If unfair dismissal laws are eased, it would be a backward step because businesses have far more resources at their disposal to be able to afford a fight than an individual employee.
Martin Hoban, Birmingham
After 37 years in a company that was and still is thriving, I was dismissed without any consultation.
The reason given was restructuring, although the HR contact admitted that this was just a method used to remove people - and that no redundancy actually existed.
When I suggested that I had a genuine grievance, I was challenged to do whatever I wished and although I had an excellent work record, it was suggested that they could always invent something damning about me.
I think the laws already do not go far enough to protect the employee, and unless you can get witnesses to support you, it is very difficult to proceed.
Even then the awards for unfair dismissal will only compensate for loss of earnings, which tend to cover a small period of time and equate to a few months' salary.
Paul Whitaker, Bridlington
I work in the civil service and see on a day-to-day basis the very essence of this problem.
Incapable staff are left to coast along whilst management are incapable or unwilling to resolve the problem.

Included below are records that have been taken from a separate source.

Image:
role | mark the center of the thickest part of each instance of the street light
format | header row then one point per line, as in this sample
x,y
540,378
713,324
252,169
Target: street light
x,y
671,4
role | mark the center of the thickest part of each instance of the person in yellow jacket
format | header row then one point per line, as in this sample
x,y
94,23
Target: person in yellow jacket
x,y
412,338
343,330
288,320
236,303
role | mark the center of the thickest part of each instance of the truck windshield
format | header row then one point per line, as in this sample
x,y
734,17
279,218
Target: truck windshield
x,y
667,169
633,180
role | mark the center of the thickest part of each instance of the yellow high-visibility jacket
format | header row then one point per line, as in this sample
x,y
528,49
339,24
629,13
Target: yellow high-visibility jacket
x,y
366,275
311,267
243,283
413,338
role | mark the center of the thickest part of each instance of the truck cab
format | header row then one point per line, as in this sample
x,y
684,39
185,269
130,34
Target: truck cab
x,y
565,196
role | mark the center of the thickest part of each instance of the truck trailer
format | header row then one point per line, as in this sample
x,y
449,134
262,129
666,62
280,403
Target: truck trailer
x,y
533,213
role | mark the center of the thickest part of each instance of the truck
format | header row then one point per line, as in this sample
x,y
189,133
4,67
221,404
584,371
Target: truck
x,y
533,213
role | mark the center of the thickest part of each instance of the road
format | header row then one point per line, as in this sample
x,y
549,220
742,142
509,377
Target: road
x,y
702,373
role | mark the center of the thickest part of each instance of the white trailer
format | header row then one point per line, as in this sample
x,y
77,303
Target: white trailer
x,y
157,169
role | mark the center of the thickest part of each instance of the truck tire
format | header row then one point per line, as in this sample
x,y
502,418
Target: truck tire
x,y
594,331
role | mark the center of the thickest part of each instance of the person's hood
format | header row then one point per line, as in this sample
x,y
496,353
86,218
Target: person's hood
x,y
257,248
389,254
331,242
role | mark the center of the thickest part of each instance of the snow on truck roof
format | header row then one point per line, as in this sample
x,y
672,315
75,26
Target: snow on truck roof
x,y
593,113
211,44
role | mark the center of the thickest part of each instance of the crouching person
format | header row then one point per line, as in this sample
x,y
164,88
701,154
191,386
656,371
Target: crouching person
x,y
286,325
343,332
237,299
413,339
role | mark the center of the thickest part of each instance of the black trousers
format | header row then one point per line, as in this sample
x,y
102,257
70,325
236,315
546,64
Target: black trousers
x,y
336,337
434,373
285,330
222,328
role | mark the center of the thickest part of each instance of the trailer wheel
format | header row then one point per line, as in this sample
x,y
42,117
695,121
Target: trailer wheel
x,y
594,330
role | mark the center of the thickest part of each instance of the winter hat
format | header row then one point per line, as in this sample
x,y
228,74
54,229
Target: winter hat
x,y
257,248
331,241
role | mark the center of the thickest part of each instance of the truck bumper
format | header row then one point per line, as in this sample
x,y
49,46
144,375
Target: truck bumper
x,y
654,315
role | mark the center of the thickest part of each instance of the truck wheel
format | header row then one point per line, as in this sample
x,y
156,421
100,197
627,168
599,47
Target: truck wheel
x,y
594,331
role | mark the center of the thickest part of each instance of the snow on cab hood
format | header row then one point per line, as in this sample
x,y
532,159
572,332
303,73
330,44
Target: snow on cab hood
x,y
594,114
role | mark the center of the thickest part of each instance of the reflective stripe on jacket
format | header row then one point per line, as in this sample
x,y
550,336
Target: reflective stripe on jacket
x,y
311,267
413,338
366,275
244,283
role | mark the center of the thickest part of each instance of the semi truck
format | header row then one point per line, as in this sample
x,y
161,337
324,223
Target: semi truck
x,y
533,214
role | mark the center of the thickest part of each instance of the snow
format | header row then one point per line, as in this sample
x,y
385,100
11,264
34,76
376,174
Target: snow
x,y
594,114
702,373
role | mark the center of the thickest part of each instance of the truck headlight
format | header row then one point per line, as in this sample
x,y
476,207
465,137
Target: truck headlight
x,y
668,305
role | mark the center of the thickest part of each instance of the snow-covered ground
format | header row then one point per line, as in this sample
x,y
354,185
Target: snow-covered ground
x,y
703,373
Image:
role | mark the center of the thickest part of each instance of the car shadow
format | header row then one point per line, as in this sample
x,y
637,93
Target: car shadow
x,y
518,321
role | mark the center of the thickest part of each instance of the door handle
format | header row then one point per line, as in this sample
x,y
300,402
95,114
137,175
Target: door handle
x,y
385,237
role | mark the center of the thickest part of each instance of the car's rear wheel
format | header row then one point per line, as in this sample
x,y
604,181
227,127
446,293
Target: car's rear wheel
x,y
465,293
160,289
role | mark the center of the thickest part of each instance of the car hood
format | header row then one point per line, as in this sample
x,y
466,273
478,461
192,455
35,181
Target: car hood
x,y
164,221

Another hidden knock-on effect is that more capable and willing staff become demotivated and departments become only as good as their weakest links.
In turn, management become figures of derision for not sorting problems out.
Whilst I don't agree that management should be given a free hand to hire and fire at will, we need a better system than is currently in place.
If management are managing properly, fair enough. If staff are not pulling their weight or are simply not up to the job, what have they got to complain about?
The government, management and unions should stop dancing around each other and get together and sort this out.
Apply some common sense for the sake of the majority of the country.